The History of Web 3.0 - breily
http://www.readwriteweb.com/archives/web_30_through_the_ages.php

======
hendler
The article, and comments, capture the confusion around how to define a term
Web 3.0. The fact is that it is being used now, effectively, and with no
confusion about definition. Some folks make a good point about the dangers of
marketing co-opting a term. Although, "A rose is still a rose".
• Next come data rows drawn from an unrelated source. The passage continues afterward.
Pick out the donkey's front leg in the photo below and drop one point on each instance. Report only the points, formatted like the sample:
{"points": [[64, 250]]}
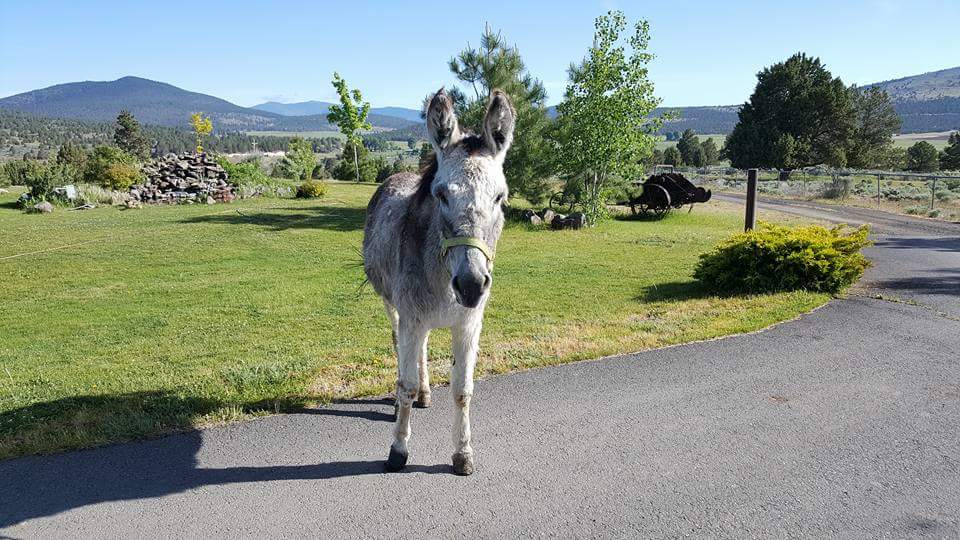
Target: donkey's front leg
{"points": [[423, 396], [411, 341], [466, 342]]}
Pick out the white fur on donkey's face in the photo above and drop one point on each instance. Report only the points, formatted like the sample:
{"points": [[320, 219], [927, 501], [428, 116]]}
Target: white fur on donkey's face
{"points": [[470, 191]]}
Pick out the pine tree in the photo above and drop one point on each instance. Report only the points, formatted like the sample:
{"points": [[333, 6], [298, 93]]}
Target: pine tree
{"points": [[495, 65], [128, 136]]}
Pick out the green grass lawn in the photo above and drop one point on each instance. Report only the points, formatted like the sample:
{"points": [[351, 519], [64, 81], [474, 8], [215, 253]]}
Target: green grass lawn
{"points": [[117, 324]]}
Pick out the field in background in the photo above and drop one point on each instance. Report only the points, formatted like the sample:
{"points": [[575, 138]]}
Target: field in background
{"points": [[717, 140], [121, 324], [937, 139], [304, 134]]}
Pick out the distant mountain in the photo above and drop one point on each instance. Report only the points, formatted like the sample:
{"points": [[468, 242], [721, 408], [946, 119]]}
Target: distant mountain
{"points": [[305, 108], [706, 119], [928, 86], [162, 104], [927, 102]]}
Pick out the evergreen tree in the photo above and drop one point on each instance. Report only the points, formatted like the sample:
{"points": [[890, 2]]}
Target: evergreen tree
{"points": [[798, 115], [128, 136], [950, 156], [689, 147], [495, 65], [710, 153], [922, 157], [671, 156]]}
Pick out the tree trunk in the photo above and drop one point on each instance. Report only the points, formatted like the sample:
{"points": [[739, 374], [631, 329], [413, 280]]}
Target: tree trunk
{"points": [[356, 164]]}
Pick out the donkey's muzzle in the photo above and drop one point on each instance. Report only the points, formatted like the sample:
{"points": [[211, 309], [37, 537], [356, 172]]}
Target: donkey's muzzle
{"points": [[470, 287]]}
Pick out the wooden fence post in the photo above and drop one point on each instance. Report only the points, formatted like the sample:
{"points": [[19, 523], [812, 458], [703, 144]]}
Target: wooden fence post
{"points": [[933, 191], [750, 220]]}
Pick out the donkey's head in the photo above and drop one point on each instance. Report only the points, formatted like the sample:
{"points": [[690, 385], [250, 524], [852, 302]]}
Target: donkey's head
{"points": [[470, 189]]}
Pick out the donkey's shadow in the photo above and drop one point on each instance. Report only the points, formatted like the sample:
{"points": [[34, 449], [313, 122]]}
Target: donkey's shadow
{"points": [[40, 486]]}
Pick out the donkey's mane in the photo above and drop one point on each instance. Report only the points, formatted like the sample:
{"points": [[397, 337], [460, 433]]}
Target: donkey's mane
{"points": [[471, 142]]}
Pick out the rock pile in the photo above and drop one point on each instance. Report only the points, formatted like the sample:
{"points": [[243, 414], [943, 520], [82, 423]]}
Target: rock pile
{"points": [[556, 221], [177, 178]]}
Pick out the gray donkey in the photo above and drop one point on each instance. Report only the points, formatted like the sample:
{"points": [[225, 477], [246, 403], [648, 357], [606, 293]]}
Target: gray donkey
{"points": [[428, 251]]}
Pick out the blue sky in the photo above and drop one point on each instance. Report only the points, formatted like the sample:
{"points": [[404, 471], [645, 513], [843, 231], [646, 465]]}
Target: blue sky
{"points": [[247, 52]]}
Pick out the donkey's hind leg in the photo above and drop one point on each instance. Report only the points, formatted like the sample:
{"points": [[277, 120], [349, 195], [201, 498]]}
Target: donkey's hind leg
{"points": [[423, 396], [395, 329], [410, 343]]}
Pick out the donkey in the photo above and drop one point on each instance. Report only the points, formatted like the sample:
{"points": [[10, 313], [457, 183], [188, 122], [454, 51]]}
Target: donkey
{"points": [[428, 248]]}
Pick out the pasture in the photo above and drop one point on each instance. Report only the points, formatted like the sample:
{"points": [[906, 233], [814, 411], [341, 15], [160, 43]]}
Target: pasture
{"points": [[118, 324], [937, 139]]}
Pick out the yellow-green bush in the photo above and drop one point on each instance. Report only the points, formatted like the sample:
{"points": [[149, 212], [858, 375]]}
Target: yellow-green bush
{"points": [[311, 189], [777, 258]]}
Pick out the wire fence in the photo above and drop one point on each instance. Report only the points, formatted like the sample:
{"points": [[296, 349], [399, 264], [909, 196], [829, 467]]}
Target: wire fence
{"points": [[928, 194]]}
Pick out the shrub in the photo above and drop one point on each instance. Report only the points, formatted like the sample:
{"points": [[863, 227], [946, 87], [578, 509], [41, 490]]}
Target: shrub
{"points": [[777, 258], [18, 172], [311, 189], [92, 194], [120, 176], [101, 168], [245, 173]]}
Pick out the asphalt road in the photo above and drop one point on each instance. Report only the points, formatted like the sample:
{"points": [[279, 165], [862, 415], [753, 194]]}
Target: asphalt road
{"points": [[843, 423]]}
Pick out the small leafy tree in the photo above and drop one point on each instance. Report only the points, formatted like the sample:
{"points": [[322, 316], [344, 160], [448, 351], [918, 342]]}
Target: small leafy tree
{"points": [[922, 157], [950, 156], [606, 129], [202, 126], [128, 136], [671, 156], [111, 168], [350, 116], [875, 122]]}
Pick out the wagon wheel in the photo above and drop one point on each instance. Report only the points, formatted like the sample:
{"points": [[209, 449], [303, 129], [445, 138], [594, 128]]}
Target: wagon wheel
{"points": [[657, 200]]}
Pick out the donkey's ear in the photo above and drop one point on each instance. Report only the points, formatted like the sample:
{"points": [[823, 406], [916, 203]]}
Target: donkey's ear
{"points": [[442, 128], [498, 124]]}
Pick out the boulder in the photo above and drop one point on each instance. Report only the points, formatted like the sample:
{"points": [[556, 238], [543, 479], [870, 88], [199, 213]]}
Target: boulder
{"points": [[183, 178], [43, 207]]}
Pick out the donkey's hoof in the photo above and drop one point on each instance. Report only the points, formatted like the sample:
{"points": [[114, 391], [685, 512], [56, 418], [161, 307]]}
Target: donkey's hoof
{"points": [[463, 464], [396, 461], [423, 401]]}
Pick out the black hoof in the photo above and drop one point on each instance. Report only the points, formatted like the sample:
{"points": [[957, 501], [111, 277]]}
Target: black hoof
{"points": [[463, 464], [396, 461]]}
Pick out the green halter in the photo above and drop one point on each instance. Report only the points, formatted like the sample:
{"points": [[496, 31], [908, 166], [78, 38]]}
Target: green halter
{"points": [[467, 241]]}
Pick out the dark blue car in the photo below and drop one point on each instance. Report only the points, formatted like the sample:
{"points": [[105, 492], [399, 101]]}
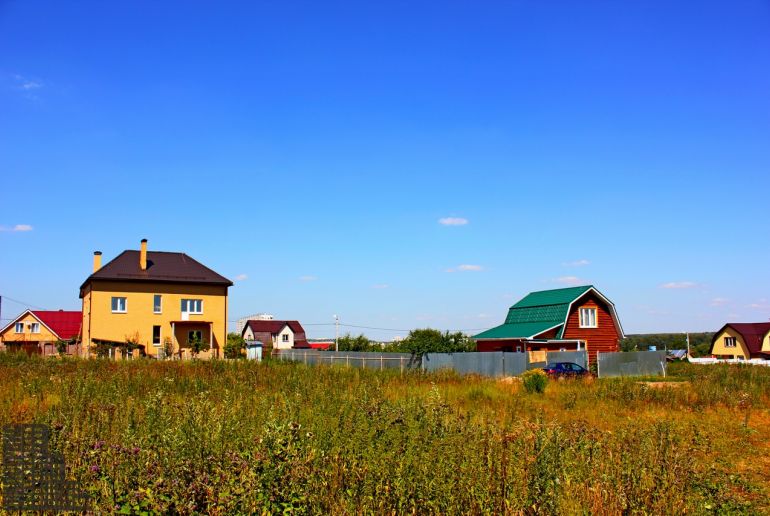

I spoke at DERI in Ireland a week before Nova Spivak (twine.com). Read what
Nova has to say about DERI to find out all the "real-world" projects:
[http://novaspivack.typepad.com/nova_spivacks_weblog/2008/03/...](http://novaspivack.typepad.com/nova_spivacks_weblog/2008/03/my-
visit-to-der.html)

When I started getting excited about the semantic web, I thought was a late
bloomer. I started getting interested in distributed "knowledge bases" - or
expert systems - six years ago. The computer science was finished a long time
ago for DAML, description logic, DHTs, and multi-agent systems. The last
several years have been engineering - you know, like when the Eiffel tower was
being built and there were lots of naysayers. Well, it's almost done, and the
conversation should shift from confusion to how you are going to use it -
because probably you already are.

------
lamaw
The highest-quality information is embedded in prices that are generated in
deeply-liquid cash markets.

The next-best info is embedded in prices that are generated in deeply liquid
markets wherein people transact with barter currency (e.g., Second Life).

Of course, a chief virtue of the Web is its openness and adaptability (i.e.,
its capacity to migrate intelligence "to the edge").

A key to fulfilling the promise of Web 3.0, then, is proliferating online
markets that:

1) separately or in combination, provide people with new and improved ways to
develop, showcase and earn money from expertise

2) supply barter currencies for use by market participants (who can also use
cash, of course)

Details are online at <http://www.loveatmadisonandwall.com>.

Best,

------
cousin_it
I don't think we can have Web 3.0 before Web 2.0 goes bust like Web 1.0 did.
We need a valley before the next peak.